So, it is true. Some people are more equal than others.
More than 20 years ago I traveled with a delegation from the American Farm Bureau to assess China’s agricultural production. China was about to enter the world market but little was known about rural China and even if the nation would be a net importer or exporter of agricultural products.
We had been encouraged to refrain from discussions about socialism, capitalism, personal freedom and similar topics with our hosts. But while in Beijing we asked why most citizens on the street were riding bicycles and a few were in chauffer-driven limousines. We finally got our hosts to agree that some people are more equal than others.

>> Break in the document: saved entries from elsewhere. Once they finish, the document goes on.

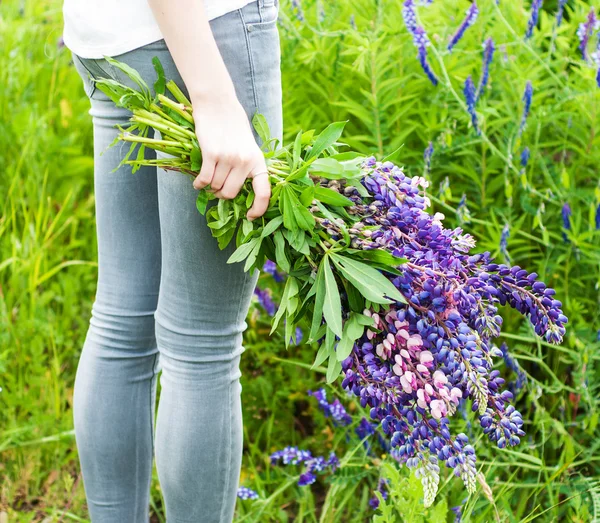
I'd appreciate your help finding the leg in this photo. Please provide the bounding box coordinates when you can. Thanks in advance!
[71,55,162,522]
[151,3,282,522]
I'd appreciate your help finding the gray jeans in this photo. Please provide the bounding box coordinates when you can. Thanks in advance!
[70,1,282,521]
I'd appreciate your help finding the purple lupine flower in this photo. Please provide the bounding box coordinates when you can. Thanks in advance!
[263,259,286,282]
[525,0,543,39]
[448,2,479,52]
[291,0,304,22]
[237,486,259,500]
[556,0,567,27]
[424,141,434,174]
[519,81,533,135]
[463,75,479,134]
[413,27,439,85]
[500,222,510,260]
[577,9,599,61]
[294,326,303,345]
[368,478,390,509]
[451,497,468,522]
[499,342,527,394]
[57,35,65,49]
[562,202,571,243]
[254,286,276,315]
[308,388,353,426]
[270,446,312,465]
[402,0,418,35]
[476,37,495,101]
[520,147,530,168]
[595,203,600,229]
[350,14,356,29]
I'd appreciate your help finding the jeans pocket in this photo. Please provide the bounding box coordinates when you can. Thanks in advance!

Which brings me to New York Representative Jerrold Nadler who happens to support higher taxes but wants to protect the citizens of his high income state. His solution is to have the IRS adjust tax brackets in areas where the average cost of living is higher than the national average.
Nadler’s bill, called the Tax Equity Act would codify the concept that some people are more equal than others. For example a family with the same earnings in Manhattan would pay less federal income tax than the same family in, say, Spokane or Yakima or Olympia.
One of the reasons taxes run higher in New York has to do a lot with the local and state tax burden, union work rules, and heavy business regulation that make it more expensive to produce, sell and buy things.
A more accurate title for his proposal is the Blue State Tax Preference Act.